Moi qui t’aimais - À éviter
Film biographique de Diane Kurys - 1h58
Diane Kurys qui n’est pas une débutante aurait dû y réfléchir à deux fois avant de se lancer dans un tel film. Sur grand écran, il ne suffit d’évoquer l’amour passion et les soubresauts houleux d’un couple comme celui formé par Simone Signoret et Yves Montand dans les années 1970-1980, il faut également que le public puisse les identifier du premier coup d’œil.
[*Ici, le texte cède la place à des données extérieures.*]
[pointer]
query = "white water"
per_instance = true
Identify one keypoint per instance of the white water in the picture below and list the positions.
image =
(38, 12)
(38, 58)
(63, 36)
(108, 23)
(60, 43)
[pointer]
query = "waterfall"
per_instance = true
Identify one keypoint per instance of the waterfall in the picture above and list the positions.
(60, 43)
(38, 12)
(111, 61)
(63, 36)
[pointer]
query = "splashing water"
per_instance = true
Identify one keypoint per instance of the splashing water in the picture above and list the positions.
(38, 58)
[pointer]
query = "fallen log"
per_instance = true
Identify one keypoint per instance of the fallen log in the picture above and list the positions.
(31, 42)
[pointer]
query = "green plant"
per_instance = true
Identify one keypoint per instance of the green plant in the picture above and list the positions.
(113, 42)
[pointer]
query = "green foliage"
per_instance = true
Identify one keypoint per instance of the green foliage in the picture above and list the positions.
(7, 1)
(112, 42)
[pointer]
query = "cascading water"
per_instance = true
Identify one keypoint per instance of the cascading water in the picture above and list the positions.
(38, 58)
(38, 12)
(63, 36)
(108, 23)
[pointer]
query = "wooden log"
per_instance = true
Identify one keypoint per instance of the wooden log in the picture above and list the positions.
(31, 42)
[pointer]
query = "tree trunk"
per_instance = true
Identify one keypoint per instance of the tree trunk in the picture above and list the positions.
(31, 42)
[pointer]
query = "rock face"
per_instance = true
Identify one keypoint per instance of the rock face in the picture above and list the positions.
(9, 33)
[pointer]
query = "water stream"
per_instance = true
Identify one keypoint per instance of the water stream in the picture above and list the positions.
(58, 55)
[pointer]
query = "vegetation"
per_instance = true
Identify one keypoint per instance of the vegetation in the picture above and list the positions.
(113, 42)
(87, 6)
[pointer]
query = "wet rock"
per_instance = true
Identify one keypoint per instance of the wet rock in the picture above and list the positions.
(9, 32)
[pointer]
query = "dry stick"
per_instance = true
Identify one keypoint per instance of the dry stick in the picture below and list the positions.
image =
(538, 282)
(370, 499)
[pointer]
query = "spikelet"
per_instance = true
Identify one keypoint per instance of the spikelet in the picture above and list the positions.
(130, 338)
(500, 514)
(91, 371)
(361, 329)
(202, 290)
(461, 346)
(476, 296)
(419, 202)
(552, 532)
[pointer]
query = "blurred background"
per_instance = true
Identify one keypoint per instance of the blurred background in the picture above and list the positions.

Le philosophe Sénèque expliquait dans ses Lettres à Lucilius que même une simple imperfection, comme une tache sur la toge d’un orateur, peut détourner l’attention de l’auditoire et l’empêcher de se concentrer sur le contenu du discours.
Dans Moi qui t’aimais, Roschdy Zem s’est fait la dégaine d’Yves Montand. Une perruque, un accent chantant et quelques mimiques ne suffisent pas. Marina Fois fait de même avec Simone Signoret. Mais sous les cheveux poivre et sel, elle reste avant tout Marina Fois. À aucun moment on ne croit voir le véritable duo Montand-Signoret. Pour paraphraser le titre de lac célèbre comédie de Patrick Schulmann (sortie en 1979) Et la tendresse? Bordel !, on aimerait lancer à Diane Kurys cette apostrophe : Et la ressemblance, bordel?!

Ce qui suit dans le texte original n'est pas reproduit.